Posted on November 23 2016
- The endangered Tortuava is a member of the drum species native to the northern Sea of Cortez, and Jonathan Wright reports on how revitalizing the Colorado River Delta could help this species. “A thriving ecosystem in the Colorado Delta could help bring back populations of one of the largest saltwater species in the Americas. Whether or not that could comprise a viable trophy sport fishery is open to tantalizing speculation.” Via Fly Fisherman.
- Larvae from aquatic invasive mussels have been detected in Montana for the first time. The water tests were from the Tiber Reservoir. “The recent test results are definitely bad news, but they do indicate our detection system is working,” says Eileen Ryce, FWP fisheries division administrator. “The results from Tiber Reservoir show the larvae exist at very low densities, which improves our chances for containment.” Via The Independent Record.

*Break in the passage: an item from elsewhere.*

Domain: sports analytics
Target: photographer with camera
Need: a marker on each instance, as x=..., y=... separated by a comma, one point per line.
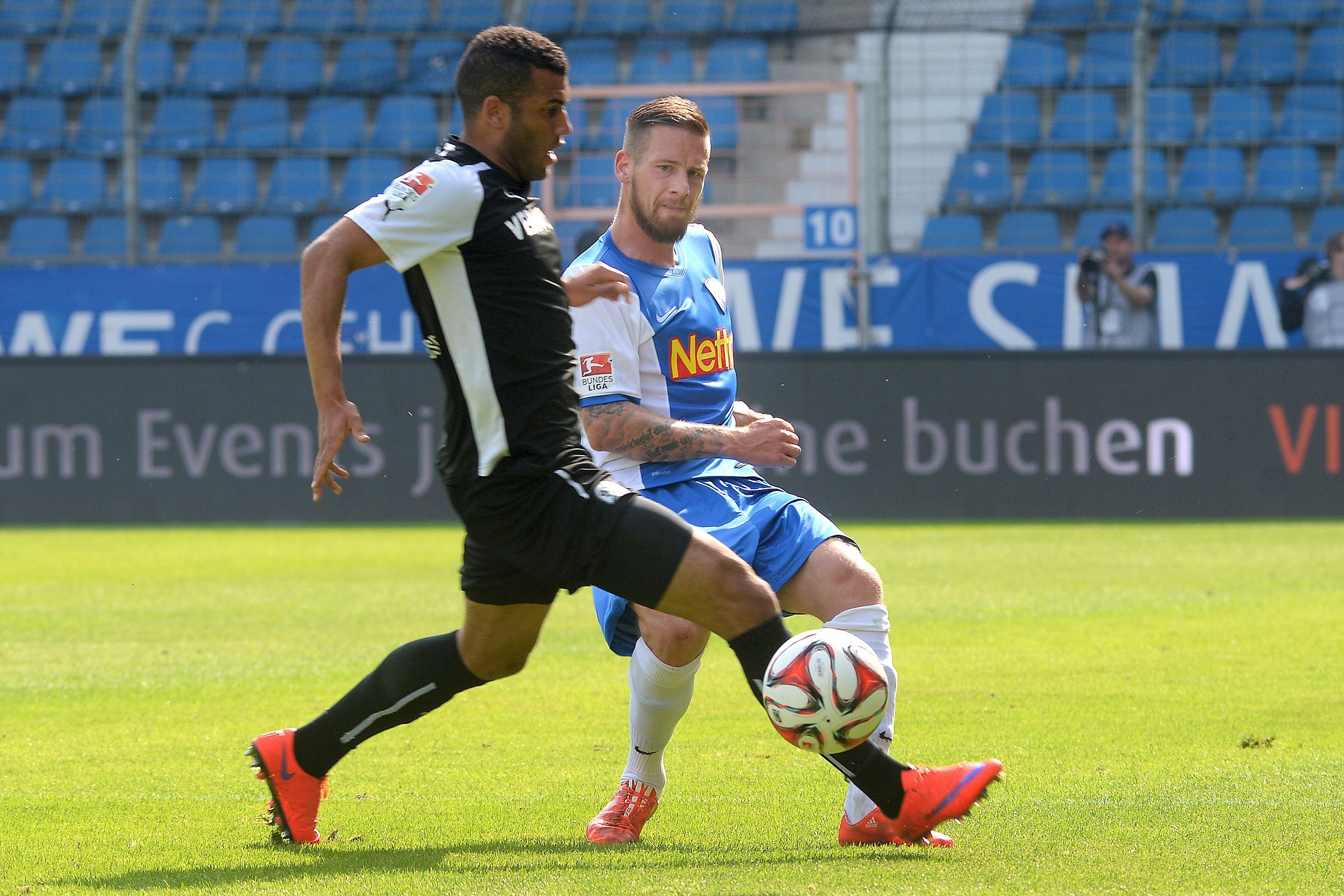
x=1119, y=296
x=1313, y=299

- Currently listed as “threatened” under the Endangered Species Act, Gila trout are native to the Desert Southwest states of Arizona and New Mexico. Phil Monahan writes about their history and future in this article via Orvis.
- A proposed 83-acre open pit mine along the Menominee River, which runs along the border between Wisconsin and Michigan, is raising concerns with conservationists and the Menominee Indian Tribe of Wisconsin. Both express “concerns that the mine could harm the river, Menominee effigy mounds and other culturally significant features on the mine site.” Via Wisconsin State Journal.